Federal deficits thus contribute to current account deficits, but not on a one-to-one basis. “The spillover effect might be 50 percent or less,” explains Benjamin Friedman, Maier professor of political economy and author of Day of Reckoning, a 1988 analysis of the consequences of President Reagan’s economic policy. Back then, “If the government deficit was 4 percent of the national income, and the foreign deficit was about 2 percent of the national income, eliminating the government deficit would have balanced the foreign account also. These days, the federal deficit is on the order of 2 percent of GDP or less,” he notes, “while the current account deficit is something like 6.5 percent of GDP.” Private borrowing, rather than federal borrowing, explains most of the current account deficit today. “Narrowing the government deficit by 2 percent might therefore cause the current account to go down by just 1 percent,” to 5.5 percent of GDP.

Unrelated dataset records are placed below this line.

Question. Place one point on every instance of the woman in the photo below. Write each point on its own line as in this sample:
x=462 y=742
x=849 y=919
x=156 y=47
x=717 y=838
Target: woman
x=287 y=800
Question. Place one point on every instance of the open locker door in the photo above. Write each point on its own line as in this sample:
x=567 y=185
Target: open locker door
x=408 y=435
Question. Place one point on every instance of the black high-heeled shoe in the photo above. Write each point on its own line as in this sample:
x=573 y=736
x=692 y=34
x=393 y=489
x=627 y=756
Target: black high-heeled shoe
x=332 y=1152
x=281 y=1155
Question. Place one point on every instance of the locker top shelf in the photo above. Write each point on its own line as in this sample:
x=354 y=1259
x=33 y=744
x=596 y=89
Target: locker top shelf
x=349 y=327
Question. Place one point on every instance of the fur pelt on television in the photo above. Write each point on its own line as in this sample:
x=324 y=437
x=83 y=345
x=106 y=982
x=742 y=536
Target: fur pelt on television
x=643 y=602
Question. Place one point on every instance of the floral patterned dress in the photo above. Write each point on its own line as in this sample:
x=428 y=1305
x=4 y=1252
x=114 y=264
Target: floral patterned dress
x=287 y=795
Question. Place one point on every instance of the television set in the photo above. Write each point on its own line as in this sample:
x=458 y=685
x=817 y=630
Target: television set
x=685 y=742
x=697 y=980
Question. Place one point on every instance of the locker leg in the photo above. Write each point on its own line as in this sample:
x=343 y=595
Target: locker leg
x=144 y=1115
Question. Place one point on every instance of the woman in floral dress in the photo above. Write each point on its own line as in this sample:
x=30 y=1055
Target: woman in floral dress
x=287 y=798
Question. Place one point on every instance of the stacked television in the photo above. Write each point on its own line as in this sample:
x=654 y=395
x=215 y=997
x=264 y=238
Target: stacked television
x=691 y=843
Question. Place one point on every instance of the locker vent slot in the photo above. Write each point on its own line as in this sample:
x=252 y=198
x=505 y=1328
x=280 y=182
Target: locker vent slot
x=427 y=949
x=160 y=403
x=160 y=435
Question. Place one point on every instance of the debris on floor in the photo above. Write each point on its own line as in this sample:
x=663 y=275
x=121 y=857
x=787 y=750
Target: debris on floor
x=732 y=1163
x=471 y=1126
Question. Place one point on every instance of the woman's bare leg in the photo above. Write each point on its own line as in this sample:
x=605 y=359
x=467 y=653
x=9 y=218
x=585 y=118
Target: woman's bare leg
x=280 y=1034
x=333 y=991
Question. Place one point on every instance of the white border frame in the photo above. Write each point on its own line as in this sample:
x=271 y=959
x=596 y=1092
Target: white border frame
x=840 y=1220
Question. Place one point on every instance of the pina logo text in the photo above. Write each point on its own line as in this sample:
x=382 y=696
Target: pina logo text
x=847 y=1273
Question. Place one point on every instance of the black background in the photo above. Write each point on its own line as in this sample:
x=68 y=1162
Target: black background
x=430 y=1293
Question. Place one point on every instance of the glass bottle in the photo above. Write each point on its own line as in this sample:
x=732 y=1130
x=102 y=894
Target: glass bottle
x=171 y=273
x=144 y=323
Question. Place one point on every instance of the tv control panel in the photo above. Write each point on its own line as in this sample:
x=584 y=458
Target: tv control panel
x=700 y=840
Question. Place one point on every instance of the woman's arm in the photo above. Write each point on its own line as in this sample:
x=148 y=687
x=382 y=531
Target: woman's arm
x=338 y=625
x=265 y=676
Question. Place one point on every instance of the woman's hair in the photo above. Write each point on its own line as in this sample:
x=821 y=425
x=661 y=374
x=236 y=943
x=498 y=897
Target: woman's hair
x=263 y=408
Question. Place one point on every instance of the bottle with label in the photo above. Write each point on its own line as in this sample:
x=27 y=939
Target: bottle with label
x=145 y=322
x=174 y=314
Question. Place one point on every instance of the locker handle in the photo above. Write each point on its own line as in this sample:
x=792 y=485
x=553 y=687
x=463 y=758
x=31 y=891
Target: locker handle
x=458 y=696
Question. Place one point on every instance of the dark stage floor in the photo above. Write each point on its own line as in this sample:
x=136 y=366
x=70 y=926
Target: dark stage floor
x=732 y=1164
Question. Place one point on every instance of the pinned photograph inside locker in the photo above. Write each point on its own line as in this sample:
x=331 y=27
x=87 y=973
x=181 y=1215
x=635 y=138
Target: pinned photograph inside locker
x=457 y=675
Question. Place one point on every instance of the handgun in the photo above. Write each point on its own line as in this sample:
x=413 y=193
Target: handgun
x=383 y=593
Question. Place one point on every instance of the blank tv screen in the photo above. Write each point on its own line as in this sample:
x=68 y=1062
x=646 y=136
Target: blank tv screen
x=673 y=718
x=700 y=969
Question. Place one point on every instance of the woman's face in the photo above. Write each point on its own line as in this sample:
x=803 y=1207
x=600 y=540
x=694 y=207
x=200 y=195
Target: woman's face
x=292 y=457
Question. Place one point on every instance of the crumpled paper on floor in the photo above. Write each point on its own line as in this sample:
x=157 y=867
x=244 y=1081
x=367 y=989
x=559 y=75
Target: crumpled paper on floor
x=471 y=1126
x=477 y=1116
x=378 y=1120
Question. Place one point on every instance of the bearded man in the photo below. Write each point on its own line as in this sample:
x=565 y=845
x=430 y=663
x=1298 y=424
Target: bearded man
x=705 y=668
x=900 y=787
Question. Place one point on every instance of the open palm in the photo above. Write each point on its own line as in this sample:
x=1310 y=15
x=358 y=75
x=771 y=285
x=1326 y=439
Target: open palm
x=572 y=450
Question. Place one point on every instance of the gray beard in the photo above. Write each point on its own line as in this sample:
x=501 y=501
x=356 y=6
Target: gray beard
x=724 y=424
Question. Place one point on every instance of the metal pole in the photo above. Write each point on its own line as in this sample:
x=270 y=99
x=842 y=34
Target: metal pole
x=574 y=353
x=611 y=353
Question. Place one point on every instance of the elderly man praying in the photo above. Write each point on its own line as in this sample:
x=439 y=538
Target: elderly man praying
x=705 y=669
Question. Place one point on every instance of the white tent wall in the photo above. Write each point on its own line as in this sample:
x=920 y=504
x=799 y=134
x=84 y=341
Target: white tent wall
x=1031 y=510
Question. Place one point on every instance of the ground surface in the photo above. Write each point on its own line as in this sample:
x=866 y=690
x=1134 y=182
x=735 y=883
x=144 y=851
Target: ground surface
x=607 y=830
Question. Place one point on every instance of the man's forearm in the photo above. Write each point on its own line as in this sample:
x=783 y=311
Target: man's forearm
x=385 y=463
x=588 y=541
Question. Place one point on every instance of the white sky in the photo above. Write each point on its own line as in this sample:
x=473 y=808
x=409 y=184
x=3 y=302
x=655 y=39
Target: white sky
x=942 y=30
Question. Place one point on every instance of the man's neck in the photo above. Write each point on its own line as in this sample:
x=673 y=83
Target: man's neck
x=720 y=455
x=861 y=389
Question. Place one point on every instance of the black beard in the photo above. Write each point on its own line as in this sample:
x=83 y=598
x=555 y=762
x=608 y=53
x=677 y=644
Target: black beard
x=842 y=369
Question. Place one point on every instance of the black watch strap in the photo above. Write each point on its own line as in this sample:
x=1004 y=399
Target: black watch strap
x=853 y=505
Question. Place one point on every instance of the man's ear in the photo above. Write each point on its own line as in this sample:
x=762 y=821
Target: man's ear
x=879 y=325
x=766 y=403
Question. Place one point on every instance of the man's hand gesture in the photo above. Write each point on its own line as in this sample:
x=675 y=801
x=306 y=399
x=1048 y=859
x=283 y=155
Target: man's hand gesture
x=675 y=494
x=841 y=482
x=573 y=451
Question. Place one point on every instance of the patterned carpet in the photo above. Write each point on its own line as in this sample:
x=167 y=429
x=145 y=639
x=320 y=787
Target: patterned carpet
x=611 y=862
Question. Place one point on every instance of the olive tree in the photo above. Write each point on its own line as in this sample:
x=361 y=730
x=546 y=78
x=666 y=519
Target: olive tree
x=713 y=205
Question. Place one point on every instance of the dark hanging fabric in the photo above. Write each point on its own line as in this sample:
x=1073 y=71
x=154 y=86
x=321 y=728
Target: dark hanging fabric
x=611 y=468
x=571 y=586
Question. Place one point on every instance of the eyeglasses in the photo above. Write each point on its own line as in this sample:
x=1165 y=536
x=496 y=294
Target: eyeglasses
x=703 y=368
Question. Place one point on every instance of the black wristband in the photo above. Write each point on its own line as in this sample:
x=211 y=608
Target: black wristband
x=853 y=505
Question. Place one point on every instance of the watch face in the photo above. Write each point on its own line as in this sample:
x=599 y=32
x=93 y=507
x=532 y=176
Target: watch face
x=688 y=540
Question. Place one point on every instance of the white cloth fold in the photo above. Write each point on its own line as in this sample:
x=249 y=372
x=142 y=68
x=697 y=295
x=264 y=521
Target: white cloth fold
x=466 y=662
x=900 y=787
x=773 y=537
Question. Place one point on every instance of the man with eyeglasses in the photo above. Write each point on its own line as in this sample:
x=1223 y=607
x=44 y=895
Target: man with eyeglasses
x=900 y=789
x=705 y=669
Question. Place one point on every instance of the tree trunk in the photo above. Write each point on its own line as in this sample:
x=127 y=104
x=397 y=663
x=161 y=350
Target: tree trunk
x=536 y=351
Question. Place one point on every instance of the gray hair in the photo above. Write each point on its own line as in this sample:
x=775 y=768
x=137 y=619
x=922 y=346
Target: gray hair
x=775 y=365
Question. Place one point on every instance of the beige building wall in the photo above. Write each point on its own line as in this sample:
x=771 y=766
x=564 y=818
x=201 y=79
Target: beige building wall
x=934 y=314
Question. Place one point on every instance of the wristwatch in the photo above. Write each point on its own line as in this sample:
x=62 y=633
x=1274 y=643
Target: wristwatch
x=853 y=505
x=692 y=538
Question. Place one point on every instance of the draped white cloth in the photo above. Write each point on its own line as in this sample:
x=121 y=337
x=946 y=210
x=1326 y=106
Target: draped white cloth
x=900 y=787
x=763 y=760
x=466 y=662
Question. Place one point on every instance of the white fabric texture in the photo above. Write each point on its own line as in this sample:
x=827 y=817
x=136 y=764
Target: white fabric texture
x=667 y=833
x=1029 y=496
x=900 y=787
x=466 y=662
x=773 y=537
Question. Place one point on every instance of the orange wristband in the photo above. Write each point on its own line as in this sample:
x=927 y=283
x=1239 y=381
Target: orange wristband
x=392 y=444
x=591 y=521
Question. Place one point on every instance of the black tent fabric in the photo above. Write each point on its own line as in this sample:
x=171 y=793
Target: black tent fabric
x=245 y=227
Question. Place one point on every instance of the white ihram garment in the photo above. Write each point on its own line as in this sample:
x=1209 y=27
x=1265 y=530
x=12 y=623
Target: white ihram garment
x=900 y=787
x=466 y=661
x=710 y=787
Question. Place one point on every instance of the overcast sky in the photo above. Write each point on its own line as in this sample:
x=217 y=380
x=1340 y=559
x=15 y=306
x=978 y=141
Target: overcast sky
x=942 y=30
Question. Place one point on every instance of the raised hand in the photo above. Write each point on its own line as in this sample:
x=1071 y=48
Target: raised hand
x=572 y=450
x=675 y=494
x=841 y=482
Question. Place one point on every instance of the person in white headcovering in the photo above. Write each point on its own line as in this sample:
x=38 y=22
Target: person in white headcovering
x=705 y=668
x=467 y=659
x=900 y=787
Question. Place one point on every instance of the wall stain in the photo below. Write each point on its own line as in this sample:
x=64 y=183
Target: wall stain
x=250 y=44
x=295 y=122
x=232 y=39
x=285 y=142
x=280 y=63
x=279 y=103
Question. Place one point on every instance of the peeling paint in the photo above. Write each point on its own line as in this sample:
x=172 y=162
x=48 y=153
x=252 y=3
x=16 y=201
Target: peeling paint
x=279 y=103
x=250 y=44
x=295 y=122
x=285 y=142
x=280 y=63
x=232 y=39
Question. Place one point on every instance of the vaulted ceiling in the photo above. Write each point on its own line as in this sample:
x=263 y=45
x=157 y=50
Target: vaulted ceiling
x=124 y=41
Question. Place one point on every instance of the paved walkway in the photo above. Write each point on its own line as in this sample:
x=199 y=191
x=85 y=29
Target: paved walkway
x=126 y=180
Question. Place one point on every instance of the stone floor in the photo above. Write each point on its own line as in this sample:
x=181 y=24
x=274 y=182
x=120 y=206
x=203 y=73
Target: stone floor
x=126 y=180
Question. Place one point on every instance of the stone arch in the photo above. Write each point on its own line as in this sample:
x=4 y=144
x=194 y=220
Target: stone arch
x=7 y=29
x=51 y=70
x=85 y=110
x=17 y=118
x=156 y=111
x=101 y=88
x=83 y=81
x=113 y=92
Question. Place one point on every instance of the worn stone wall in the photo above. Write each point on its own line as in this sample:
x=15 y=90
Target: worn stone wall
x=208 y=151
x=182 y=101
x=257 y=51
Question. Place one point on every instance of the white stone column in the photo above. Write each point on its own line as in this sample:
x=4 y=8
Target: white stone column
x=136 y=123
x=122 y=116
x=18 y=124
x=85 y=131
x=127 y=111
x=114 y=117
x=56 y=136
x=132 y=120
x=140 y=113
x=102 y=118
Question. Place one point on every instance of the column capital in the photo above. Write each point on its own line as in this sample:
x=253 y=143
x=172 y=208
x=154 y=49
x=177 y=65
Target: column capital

This does not mean we should ignore the federal deficit, Friedman says. Cyclical deficits to stimulate the economy when unemployment is high are fine, but we are at a high point in the business cycle: “We are at full employment, maybe more than full employment.” Furthermore, he notes, we have large liabilities ahead of us associated with an aging workforce, due not so much to Social Security as to the rising healthcare costs covered by Medicare. “There is absolutely no excuse to be running a government deficit of even 2 percent in the federal account, as we are doing now, when we are at full employment and the retirement of the baby-boom generation is right around the corner,” he charges. “That is irresponsible.” Even so, he emphasizes, eliminating the government deficit “is not going to solve the current account problems.”